En 2022, son fils et son bébé sont morts- il écrit, évoquant ce membre fantôme après une amputation : « Il pense aux mères et pères vivant le deuil de leurs enfants défunts (…), et à la ressemblance entre leur souffrance et les effets consécutifs à une amputation (…) vous allez découvrir que la partie de vous amputée, la partie fantôme, peut toujours être source d’une douleur profonde et sacrilège ».

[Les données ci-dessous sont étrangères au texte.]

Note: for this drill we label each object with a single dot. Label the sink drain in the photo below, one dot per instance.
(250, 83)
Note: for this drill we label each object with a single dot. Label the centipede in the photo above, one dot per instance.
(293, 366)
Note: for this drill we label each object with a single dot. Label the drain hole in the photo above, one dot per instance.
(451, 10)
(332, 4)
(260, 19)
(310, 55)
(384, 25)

Des bribes d’existences que l’auteur de « Moon Palace » ou encore « 4 3 2 1 » laissent transpirer à chaque page. Il suffit de décoder. « Baumgartner », c’est le livre de mémoire…
Serge Bressan
- A lire : « Baumgartner » de Paul Auster. Traduit par Anne-Laure Tissut. Actes Sud, 210 pages, 21,80 €.
EXTRAIT
« Tout s’est effondré le jour de la casserole calcinée où il a dégringolé dans l’escalier. Jusque-là, il ne s’était pas rendu compte à quel point il était divisé sur tout ce qui avait trait à Anna, la repoussant et s’attachant à elle en même temps, éliminant toute trace d’elle de la maison mais gardant sa pièce de travail intacte, donnant le volumineux assemblage de vêtements qu’il avait entièrement empilé et suspendu de nouveau avec un soin si méthodique durant la phase de confusion qui avait suivi sa mort pour ensuite sortir remplacer le lit, la cuisinière, le réfrigérateur, la table et les chaises de la cuisine, les meubles du salon, les draps, oreillers, serviettes de toilette, les couverts, assiettes, bols, tasses, mugs, verres à eau, théière, cafetière et mille autres choses petites et grosses dans toutes les pièces de l’étage et du rez-de-chaussée sauf une, et pourtant, même s’il n’entre plus que rarement dans le bureau d’Anna, elle est toujours dans la maison avec lui… »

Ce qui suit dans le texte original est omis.